Homemade High Voltage Capacitor
High voltage capacitors are quite hard to come by and I made one for my fist attempt. Building and testing a capacitor with stuff you may have at home or can easily get a hold of is a nice experiment on its own. I tried to submerge my early capacitors in oil for improved dielectric and breakdown characteristics. This was messy and not very successful.
Laminating tinfoil sheets worked well. Insulation break down tended to occur around 10kV but this could be improved with double laminating. Capacitance values were good and repeatable.
Different values can be achieved by changing the overlap arrangement and thickness of the insulating sheet.
Tesla coil component preparation.
Cut two equal sheets of tinfoil. Then place them into a laminating sheet so that the tinfoil protrudes a few millimeters along the two sides (A) but is well enclosed by the plastic elsewhere.
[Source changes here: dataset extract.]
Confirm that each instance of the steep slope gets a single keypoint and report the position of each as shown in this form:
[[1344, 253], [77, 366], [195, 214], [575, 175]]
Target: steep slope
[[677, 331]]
Leave about a centimeter gap in the middle (B). Feed the assembly into a hot laminator taking care not to crease or wrinkle the tinfoil.
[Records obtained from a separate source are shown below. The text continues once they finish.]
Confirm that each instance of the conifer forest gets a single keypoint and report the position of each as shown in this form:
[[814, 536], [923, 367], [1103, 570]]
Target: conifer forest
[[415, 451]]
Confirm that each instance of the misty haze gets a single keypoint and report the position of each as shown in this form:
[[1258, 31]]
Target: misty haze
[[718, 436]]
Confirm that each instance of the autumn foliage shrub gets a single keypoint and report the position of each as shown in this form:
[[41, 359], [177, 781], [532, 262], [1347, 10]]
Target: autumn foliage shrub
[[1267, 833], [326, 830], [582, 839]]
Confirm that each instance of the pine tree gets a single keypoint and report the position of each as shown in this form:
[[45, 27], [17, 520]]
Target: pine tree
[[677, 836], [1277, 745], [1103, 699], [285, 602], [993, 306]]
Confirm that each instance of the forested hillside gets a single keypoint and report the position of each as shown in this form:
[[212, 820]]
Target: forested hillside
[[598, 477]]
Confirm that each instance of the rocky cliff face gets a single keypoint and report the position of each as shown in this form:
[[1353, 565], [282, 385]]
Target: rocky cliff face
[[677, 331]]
Guillotine the sheet in the centre gap (B) leaving equal insulated plastic on each resulting sheet.
Warning: The mechanical action of disassembling this capacitor, can charge the plates differentially. It is therefore possible to receive a shock from them during this process.
Place the two formed sheets on top of each other so that the protruding tinfoil is at opposite edges. Roll the two sheets up and attach a couple of wires to the tinfoil at each end as shown in figure 1.
The capacitance was generally around 6.6nF but depended on how tightly the plates were rolled up.
If the capacitor failed it was generally due to an insulation breakdown. The result was a puncture of the dielectric (plastic sheet). This was always found at a sharp point on the tinfoil. The smoother the edges the better. rounding the internal corners also helps.
Tuning the secondary coil
The trick for a Tesla or air core resonant transformer is to have the primary and secondary coils in tune with each other. If they both resonate at the same frequency your well on your way to a working coil.
A nice way of working out the resonant frequency of a coil is to use a signal generator and a couple of LEDs as shown in the strangely arranged circuit below. There is no connection with the meter probe or top load capacitor.
The image below shows the circuit in figure 2 being used to check the resonant frequency of the coil. At resonance, the two LEDs light up as circled below. A frequency meter displays 251Khz. Note that the LEDs will light at harmonic frequencies but will be brightest at the fundamental frequency.
The resonant frequency will alter if anything conductive is brought close to the coil.